The ECB has been dragged into the political arena by the failure of the Eurozone to develop a collective fiscal capacity, as both Draghi and his predecessor Jean-Claude Trichet have argued. And while the Recovery Fund that enables joint borrowing was a major shift, it is still not clear if the political forces within the Eurozone are yet prepared to make a more consequential leap towards greater fiscal integration. This week, even in the face of Russia’s aggression, EU leaders were unwilling to commit to greater fiscal integration as part of an overall deal on economic sanctions.

Beyond climate doom and utopia

At the end of Disorder, Thompson predicts that it is more likely that there will be a long energy transition than a rapid one. She writes, “Careening between the ideas of a technologically driven salvation and an inescapable Gotterdammerung is a hopeless response.”

In the same way that the disasters of the 20th century led to the Keynesian political and economic consensus, the contemporary world is crying out for a politics of climate realism that transcends doom, denial, or utopia. The pertinent question is whether this is more likely to emerge within democracies or authoritarian states like China?

For the time being, what Thompson describes as China’s greater faith in modernity in China, means that the Chinese Communist Party is more serious in both words and deeds about grappling with the dilemmas that the energy transition poses. As she puts it, if energy is the dark underbelly of modernity, then the country where modernity is taken most seriously as a project of national transformation is where there is the most serious thinking about energy. To adapt Adam Tooze’s concept, China thinks about this as a ‘polycrisis’ of energy and is developing a coherent system-level response.

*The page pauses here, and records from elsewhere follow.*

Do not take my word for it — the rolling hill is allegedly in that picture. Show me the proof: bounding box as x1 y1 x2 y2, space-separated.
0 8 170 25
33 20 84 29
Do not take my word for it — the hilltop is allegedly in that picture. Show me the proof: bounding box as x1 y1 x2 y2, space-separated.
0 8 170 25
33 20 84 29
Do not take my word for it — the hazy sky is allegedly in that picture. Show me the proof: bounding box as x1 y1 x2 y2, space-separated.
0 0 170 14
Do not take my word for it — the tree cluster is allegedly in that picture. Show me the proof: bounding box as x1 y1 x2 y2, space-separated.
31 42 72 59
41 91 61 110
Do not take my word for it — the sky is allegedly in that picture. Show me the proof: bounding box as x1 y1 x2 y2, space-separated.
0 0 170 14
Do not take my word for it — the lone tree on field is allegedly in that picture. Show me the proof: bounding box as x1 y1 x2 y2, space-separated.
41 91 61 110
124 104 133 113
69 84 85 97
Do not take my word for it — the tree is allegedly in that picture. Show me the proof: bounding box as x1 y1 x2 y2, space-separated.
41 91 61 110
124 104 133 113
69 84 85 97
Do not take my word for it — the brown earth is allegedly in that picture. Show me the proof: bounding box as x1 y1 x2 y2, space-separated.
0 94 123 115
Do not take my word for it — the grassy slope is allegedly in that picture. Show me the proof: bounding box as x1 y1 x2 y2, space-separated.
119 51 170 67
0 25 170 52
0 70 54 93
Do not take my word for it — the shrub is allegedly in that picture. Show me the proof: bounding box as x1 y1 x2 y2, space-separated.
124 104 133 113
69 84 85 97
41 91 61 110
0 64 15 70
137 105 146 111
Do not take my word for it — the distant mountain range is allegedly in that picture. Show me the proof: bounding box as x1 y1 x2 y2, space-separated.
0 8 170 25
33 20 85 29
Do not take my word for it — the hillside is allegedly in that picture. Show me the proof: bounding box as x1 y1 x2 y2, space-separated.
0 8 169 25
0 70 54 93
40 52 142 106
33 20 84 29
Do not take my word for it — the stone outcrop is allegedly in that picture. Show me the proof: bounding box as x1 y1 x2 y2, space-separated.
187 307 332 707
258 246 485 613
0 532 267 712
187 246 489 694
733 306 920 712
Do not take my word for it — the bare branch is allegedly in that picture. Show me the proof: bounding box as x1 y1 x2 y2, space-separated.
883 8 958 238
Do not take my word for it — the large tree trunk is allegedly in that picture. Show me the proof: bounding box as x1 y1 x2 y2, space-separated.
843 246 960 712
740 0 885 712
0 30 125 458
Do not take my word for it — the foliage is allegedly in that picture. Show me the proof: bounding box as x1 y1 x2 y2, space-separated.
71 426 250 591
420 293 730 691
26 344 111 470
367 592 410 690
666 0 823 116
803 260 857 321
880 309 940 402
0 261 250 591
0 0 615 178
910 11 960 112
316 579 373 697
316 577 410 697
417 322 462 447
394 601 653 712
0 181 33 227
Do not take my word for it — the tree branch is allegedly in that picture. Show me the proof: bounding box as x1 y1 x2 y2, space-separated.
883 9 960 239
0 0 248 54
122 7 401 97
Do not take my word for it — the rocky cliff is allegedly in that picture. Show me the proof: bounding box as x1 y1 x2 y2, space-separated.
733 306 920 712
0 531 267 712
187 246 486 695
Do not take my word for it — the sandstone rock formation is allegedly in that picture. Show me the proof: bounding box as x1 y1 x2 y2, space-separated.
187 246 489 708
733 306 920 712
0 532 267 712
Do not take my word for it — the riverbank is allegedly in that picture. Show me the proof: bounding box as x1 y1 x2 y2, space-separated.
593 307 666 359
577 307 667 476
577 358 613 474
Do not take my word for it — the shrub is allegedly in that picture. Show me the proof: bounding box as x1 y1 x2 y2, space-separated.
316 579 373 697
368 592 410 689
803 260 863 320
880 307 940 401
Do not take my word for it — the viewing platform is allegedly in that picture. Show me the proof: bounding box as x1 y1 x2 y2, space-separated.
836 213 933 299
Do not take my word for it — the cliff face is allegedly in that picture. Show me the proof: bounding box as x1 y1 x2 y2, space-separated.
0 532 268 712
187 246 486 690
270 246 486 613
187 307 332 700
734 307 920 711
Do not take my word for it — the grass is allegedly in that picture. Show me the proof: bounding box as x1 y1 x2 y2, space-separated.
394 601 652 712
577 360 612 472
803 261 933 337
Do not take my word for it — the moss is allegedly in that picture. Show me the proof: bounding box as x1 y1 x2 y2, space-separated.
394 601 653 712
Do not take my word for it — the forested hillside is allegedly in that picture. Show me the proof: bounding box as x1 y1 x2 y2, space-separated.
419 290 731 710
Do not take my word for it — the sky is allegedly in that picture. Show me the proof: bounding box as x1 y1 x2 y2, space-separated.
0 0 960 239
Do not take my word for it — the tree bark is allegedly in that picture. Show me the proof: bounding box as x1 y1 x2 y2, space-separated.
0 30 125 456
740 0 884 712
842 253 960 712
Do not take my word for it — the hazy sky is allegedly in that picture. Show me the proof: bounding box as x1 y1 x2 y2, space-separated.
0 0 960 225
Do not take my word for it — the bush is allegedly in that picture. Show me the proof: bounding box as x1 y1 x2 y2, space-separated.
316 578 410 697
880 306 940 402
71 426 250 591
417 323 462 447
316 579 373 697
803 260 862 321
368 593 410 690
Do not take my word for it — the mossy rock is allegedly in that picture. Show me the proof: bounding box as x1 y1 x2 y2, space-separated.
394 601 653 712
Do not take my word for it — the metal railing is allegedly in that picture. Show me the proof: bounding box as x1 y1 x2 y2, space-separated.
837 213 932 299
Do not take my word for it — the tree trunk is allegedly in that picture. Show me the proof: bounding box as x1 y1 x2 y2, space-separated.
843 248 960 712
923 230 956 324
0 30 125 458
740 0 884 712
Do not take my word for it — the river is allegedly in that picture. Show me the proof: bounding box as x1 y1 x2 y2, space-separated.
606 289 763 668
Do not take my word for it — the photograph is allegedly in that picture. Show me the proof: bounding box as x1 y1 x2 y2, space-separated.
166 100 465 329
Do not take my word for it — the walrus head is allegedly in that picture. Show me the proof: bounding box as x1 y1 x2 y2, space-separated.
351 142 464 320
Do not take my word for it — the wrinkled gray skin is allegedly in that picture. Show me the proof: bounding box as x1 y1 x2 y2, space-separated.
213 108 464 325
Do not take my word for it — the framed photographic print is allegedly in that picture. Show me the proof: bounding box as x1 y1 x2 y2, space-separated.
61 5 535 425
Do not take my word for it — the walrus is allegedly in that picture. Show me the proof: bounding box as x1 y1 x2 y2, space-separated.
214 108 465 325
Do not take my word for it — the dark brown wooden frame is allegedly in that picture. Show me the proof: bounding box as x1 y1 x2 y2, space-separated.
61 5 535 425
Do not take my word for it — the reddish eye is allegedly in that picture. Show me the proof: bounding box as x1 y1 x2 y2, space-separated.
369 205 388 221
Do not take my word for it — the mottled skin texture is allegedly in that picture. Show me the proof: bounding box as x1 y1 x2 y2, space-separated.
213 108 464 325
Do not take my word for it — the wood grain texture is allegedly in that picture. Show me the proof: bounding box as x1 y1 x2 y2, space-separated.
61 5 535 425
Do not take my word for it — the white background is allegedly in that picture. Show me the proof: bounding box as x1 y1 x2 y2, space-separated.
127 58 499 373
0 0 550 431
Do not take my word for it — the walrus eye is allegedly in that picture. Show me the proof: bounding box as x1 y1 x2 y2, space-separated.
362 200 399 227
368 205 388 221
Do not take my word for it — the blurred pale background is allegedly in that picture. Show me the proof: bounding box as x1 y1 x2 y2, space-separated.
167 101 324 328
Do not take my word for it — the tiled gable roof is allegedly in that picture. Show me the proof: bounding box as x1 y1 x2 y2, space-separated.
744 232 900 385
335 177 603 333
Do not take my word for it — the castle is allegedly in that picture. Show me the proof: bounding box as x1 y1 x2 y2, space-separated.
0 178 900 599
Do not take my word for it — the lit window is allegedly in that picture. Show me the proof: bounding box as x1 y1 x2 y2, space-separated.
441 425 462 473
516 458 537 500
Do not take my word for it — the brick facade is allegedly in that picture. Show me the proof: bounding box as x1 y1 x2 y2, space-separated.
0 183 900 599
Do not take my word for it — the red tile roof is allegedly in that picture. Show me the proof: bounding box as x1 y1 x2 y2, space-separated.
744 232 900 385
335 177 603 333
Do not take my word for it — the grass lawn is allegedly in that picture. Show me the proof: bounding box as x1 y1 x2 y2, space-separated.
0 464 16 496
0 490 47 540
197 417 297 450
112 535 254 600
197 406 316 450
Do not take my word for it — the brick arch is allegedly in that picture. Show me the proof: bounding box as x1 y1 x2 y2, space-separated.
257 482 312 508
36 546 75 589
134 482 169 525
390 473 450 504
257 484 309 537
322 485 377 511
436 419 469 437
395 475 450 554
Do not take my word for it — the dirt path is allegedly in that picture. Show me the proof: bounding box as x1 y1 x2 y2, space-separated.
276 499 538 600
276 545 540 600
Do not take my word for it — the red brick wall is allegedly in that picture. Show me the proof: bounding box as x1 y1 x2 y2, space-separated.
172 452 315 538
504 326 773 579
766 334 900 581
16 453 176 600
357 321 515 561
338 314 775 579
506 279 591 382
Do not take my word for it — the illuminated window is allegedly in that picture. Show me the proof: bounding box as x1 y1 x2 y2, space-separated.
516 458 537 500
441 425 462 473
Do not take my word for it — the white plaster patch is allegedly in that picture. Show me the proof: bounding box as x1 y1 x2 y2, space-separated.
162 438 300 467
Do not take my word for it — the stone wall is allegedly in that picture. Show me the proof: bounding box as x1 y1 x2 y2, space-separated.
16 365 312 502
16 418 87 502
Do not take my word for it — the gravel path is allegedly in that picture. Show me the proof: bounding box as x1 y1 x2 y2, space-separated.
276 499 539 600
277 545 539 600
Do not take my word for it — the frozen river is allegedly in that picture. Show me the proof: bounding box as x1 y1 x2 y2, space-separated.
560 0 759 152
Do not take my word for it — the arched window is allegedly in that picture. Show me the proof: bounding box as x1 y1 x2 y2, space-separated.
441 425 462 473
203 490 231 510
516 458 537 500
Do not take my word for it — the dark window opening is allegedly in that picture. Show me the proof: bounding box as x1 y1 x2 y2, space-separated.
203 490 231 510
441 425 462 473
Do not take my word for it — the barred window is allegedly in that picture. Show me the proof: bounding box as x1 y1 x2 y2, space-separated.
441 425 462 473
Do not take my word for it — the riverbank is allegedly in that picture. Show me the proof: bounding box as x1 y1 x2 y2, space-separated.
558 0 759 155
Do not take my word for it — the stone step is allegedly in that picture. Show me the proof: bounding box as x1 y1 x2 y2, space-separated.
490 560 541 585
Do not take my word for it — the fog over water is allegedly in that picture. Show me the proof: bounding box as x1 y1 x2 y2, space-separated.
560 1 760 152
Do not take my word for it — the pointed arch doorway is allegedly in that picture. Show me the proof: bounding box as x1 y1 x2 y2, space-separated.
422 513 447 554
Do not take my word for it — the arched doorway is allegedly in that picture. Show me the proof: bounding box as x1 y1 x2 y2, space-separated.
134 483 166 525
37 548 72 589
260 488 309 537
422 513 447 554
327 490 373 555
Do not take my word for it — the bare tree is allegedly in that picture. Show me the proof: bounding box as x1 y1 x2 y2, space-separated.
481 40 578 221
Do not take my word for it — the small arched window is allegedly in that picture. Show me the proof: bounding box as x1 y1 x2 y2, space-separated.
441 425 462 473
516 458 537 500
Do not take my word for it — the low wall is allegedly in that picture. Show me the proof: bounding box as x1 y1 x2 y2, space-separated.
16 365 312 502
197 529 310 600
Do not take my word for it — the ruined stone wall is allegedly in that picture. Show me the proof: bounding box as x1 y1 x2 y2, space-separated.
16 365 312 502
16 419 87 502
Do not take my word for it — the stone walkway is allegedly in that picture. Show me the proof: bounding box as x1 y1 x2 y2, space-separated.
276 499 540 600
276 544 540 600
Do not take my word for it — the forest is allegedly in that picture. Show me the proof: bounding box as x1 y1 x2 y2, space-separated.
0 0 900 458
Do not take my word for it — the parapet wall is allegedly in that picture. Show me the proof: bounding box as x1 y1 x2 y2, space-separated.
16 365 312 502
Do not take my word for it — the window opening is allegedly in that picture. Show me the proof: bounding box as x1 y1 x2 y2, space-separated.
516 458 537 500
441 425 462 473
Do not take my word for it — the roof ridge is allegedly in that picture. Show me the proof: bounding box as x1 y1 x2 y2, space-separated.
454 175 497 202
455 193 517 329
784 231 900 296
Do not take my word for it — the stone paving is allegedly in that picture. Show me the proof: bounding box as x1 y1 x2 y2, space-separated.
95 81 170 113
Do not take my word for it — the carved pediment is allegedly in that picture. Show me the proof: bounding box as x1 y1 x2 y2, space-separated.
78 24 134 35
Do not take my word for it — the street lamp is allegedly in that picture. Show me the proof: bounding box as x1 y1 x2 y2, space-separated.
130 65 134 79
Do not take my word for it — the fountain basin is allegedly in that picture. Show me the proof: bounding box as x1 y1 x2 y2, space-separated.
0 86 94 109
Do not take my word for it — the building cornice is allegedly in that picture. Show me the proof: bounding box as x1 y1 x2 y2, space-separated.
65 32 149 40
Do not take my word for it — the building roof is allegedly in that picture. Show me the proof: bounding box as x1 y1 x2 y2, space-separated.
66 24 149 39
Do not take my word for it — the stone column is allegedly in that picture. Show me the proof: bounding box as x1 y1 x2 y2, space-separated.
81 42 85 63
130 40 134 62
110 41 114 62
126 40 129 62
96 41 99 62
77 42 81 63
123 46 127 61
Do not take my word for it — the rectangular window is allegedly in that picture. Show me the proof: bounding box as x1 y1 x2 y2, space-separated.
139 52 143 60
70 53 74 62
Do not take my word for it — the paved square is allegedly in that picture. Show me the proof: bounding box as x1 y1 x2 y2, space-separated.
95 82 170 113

Democracies, on the other hand, will always be better than authoritarian states at dealing with the profound distributional conflicts that will be caused by the energy transition.

The path ahead is long and narrow. As Thompson concludes, how democracies can be sustained as they are destabilised by the conflicts over climate change and energy consumption, will become the central political question of the coming decade.